Given Sue Kedgley doesn't understand futures trading, and doesn't even realise that trade in agricultural commodities doesn't come close to open and free trade, you can't expect much intelligence to come from her on these matters. In fact the nonsense she is spouting simply makes things worse.

Greens sit on the fence

According to the NZ Herald the Greens are now proudly saying they'll sit on the fence as to which party to back after the election until it sees National policy.

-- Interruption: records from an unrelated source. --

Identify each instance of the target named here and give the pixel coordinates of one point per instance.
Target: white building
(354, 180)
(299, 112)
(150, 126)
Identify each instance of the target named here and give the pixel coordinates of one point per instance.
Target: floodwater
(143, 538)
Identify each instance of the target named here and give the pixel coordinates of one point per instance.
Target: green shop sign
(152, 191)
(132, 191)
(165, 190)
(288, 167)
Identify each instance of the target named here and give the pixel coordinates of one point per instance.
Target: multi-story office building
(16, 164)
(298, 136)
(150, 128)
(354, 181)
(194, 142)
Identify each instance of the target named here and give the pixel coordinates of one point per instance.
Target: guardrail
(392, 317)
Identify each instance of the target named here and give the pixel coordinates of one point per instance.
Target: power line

That in itself should tell you how pointless a vote for National is - if the Greens can't even be frightened by it now. Russel Norman harks back a good 27 years to give Labour kudos in saying "Labour had shown leadership in keeping nuclear ships and Springbok rugby teams out of New Zealand in what had been brave moves." What leadership is that Russel? Oh that's right the leadership of distancing New Zealand from the Western alliance against the tyranny and human rights abuses of the USSR, on grounds of total scaremongering. Yes and the Springbok tour, a bit long ago now wasn't it? Labour also set up New Zealand's embassy in Harare after Mugabe's thugs had committed genocide in Matabeleland, but after all he was a Black African Marxist, that made him ok.

Norman said "the parties seems to share a philosophy that beneficiaries and children "must suffer" whereas the Greens wanted benefits and minimum wages raised." That's right. Only the state can make life for poor children better, not the people who took the urge to reproduce themselves. The Greens want more state welfare, that's clear.

To give the Greens credit, they do believe in something. They are the high church for the religion of environmentalism, and all of the faith (rather than evidence) based beliefs attached to it. They advocate shutting down alternative points of view. They promote state constitutional racism. They want more government and more taxes, and believe the state is the answer, believe they can change what's bad and their interventions will make it good. They think people should be penalised for too much success and rewarded the bigger they fail to look after themselves or their kids.

The Greens are the true party of the left in New Zealand. The Green moniker is simply the latest empirical "justification" for large scale state intervention. Green means big government, unless, of course, you are talking about narcotics, and certain civil liberties.